You can purchase ethanol test kits, but it’s easy enough to confirm E10 gas with a clear container and water. Fill with 9/10ths gas and 1/10th water and shake. If after a couple of minutes, the water slug at the bottom is above 1/10th total height, ethanol is present. I tried this with new gas and with 2 year old gas from my drought-grounded boat. Sure enough, the new gas showed a water slug 50% larger than the amount of water added.The boat gas slug was exactly the same volume as the added water, so, evidently, was not E10 gas.
Also of interest, the old gas drawn from the boat was much darker colored, indicating it had oxidized and likely left behind varnish deposits. A fuel stabilizer would have delayed oxidation, although two years in the Texas heat is pushing it. Fuel stabilizers that have received very good independent reviews include STA-BIL Marine Formula, Star Brite STAR TRON, and Chevron Techron.
Prevention
Unless you’re lucky enough to score a hit on pure-gas.org, you’re stuck with E10 gas.

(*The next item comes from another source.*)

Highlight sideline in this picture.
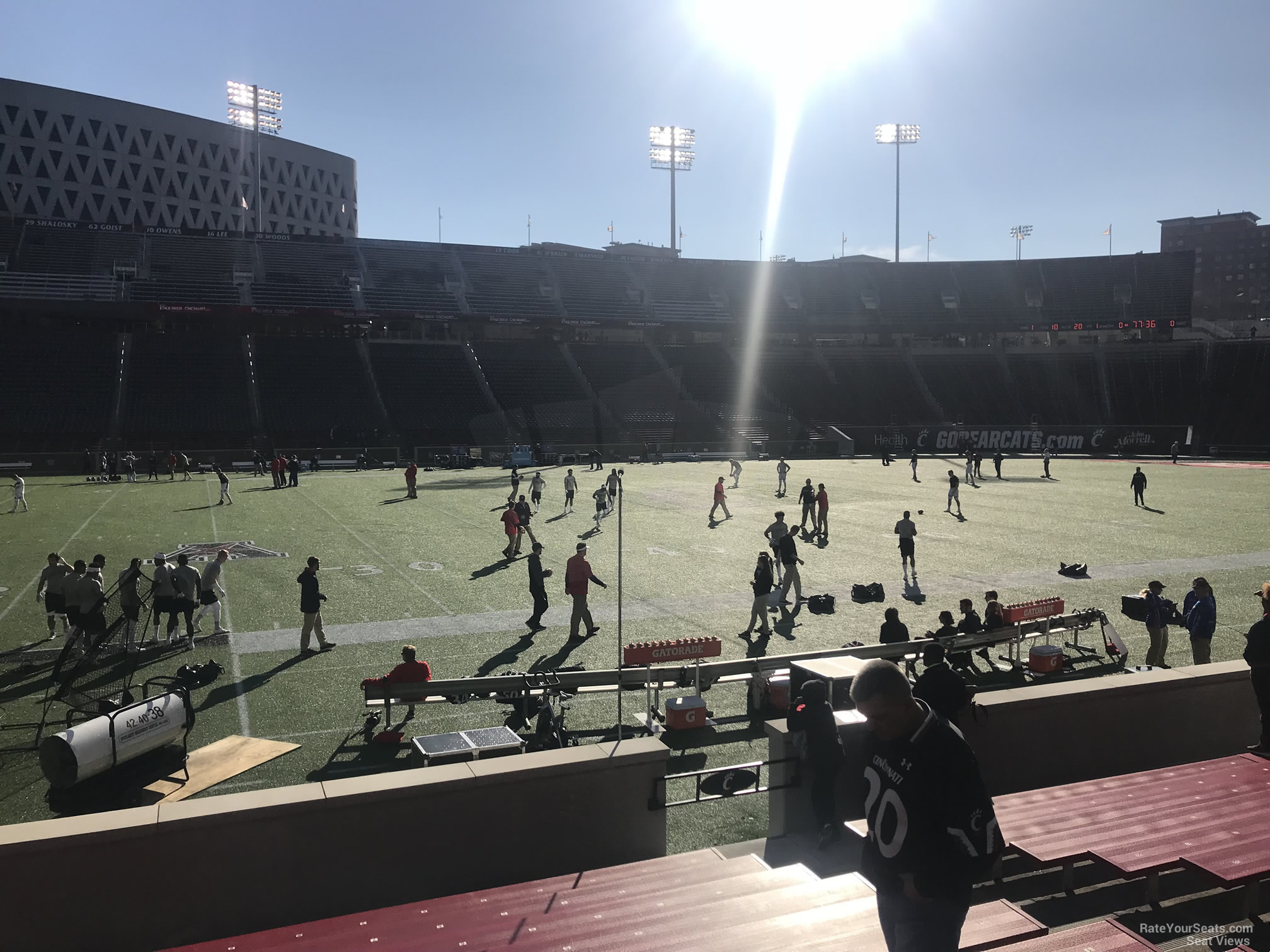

Keep your tank full to avoid condensation problems. Be careful refilling in the rain, and choose filling stations that have high traffic to avoid old water-laden gas. If you’re storing your bike, either add fuel stabilizers and run the engine for 15 minutes or, better yet, drain it. Change your fuel filters periodically and, if you’re rebuilding a carburetor, be sure to buy ethanol-tolerant seals.